For print, you can save files in more than one way, depending on what you want to accomplish. For this step, you will save as an EPS file. This is a good general solution for postscript printing or for the use of the image imposed in a layout program such as Quark. This works best with image elements that have a hard edge rather than a blend or drop shadow.
Turning the selection into a clipping path consists of three steps, and all can be found in the paths palette drop-down menu: Make Work Path, Save Path, and Clipping Path. Make Work Path converts the selection to a path; Save Path stores the path as a distinct path in the image; Clipping Path calls the Clipping Path dialog box (see Figure 2), which allows you to select the saved path to clip the image.

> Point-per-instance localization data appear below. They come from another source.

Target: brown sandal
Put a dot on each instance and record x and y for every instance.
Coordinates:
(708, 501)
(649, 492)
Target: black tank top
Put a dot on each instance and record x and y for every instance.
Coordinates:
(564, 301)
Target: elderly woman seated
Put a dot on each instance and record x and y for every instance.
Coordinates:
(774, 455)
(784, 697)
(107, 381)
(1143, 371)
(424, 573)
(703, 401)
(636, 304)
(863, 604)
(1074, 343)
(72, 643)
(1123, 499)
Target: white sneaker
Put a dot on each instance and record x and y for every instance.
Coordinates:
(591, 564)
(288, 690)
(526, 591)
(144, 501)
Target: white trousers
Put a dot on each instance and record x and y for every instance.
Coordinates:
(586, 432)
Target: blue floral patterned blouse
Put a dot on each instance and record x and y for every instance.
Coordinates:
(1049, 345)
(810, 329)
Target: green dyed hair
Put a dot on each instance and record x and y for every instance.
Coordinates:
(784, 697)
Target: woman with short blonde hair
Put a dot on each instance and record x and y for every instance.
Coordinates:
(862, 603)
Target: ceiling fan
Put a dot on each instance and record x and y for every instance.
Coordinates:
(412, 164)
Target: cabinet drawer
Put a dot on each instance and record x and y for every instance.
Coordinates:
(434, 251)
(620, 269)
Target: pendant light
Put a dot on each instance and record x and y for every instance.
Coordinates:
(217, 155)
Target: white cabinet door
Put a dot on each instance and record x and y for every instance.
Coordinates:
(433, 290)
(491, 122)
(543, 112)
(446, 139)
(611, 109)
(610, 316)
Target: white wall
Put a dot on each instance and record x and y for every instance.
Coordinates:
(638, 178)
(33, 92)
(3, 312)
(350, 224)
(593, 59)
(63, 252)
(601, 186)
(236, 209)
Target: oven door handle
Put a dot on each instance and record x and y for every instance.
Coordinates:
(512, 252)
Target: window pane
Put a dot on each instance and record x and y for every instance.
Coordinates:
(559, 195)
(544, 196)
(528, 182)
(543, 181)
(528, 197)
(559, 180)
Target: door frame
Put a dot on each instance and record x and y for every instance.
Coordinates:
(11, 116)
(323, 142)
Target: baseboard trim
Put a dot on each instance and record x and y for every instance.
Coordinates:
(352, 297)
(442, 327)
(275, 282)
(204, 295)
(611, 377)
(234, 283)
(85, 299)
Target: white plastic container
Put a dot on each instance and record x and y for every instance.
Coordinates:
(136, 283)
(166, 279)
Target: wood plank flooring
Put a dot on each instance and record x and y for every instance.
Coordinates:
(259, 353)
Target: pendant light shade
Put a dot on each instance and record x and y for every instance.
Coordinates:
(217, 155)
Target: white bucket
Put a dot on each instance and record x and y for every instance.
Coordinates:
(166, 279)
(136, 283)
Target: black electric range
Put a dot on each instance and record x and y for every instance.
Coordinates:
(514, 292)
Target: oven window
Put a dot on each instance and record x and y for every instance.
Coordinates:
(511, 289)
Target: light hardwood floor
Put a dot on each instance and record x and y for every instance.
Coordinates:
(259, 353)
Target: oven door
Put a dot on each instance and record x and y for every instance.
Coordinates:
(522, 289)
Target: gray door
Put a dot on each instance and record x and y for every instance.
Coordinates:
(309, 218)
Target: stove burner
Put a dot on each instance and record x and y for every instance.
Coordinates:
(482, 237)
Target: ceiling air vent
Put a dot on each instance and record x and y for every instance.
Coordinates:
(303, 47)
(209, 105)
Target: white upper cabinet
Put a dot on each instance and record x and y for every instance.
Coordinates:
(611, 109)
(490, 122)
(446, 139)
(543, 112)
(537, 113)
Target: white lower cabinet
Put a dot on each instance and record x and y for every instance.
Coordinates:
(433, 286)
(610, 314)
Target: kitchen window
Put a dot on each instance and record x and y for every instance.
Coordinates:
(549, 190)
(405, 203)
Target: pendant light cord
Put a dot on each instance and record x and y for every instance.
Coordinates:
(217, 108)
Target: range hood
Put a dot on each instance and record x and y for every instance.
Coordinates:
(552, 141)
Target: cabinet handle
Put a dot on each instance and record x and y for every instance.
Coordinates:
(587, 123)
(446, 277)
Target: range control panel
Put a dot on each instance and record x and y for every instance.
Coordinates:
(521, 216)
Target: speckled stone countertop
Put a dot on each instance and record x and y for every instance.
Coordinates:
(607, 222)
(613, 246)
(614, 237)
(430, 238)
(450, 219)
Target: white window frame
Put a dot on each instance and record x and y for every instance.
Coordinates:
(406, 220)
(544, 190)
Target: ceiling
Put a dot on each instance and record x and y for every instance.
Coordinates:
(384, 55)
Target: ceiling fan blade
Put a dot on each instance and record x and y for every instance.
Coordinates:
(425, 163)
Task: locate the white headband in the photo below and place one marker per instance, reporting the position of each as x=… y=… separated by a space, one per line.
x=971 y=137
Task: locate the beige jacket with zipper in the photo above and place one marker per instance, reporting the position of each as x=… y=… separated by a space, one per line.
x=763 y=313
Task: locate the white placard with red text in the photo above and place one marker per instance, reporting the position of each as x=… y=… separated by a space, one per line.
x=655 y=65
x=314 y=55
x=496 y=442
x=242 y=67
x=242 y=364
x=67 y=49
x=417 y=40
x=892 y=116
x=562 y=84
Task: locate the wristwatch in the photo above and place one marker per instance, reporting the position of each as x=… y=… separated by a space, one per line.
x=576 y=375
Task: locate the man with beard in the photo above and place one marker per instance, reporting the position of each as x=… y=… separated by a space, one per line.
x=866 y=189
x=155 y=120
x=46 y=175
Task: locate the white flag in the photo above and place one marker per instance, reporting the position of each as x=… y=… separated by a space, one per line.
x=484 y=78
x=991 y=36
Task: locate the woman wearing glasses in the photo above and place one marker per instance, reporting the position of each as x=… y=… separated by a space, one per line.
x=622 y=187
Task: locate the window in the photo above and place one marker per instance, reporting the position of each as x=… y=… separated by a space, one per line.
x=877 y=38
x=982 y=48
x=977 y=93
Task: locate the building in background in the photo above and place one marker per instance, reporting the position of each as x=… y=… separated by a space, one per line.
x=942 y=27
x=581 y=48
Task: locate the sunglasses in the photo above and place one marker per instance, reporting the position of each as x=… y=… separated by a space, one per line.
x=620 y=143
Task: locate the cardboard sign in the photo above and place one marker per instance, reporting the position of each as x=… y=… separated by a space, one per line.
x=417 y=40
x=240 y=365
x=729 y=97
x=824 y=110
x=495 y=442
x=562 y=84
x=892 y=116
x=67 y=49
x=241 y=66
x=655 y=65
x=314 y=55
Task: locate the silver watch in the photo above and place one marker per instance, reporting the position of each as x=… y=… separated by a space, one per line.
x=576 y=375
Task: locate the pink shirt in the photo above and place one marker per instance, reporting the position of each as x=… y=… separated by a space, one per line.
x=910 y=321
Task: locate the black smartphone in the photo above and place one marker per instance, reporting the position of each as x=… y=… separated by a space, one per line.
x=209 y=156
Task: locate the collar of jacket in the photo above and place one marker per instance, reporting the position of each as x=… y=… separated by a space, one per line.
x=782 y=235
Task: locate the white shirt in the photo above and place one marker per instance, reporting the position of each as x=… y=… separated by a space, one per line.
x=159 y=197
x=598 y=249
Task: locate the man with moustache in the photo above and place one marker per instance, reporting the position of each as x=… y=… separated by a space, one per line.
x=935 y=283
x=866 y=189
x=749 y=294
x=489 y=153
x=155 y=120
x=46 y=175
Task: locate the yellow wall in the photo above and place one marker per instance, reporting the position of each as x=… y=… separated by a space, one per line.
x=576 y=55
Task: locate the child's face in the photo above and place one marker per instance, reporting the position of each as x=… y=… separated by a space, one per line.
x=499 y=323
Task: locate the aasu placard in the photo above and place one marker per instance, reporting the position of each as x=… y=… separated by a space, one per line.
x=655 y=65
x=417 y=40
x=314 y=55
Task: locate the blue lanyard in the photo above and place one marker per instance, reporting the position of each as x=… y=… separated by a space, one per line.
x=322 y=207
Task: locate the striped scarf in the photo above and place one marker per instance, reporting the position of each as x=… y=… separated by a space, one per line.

Use the defaults for now[me]defaults will generally work fine. For more information, see Special Edition Using Adobe Photoshop 6, pages 188189.
The Clipping Path dialog box allows you to pick a single path to define the clipped shape of the image. Everything outside the boundaries formed by the shape of the path is invisible.
With the clipping path created, you are ready to remove the alpha channel. Go to the Channels menu, and drag the channel to the trashcan at the bottom of the palette.
When you save the image as EPS (choose File, Save As), there are actually several choices for type. For now, save it as Photoshop EPS, and use the defaults as they appear in the options.
Note that trying to save with the alpha channel won't work in EPS because channels in EPS are used for additional colors, and the selection (alpha/mask) will not have a color assigned. To use the mask with an EPS, what you need to do is load the mask as a selection (choose Select, Load Selection), and turn the selection into a clipping path.
This image can now be placed over other background images in a layout program. You may notice (depending on the program and version; older versions don't handle this as well) that the clipping may or may not be apparent when the file is added to the layout. You can test the clipping path by printing to a postscript printer.
If your intent is to simply put this image over another, it may be best to combine the images themselves in Photoshop (which may be geared more toward imposing images than a layout program).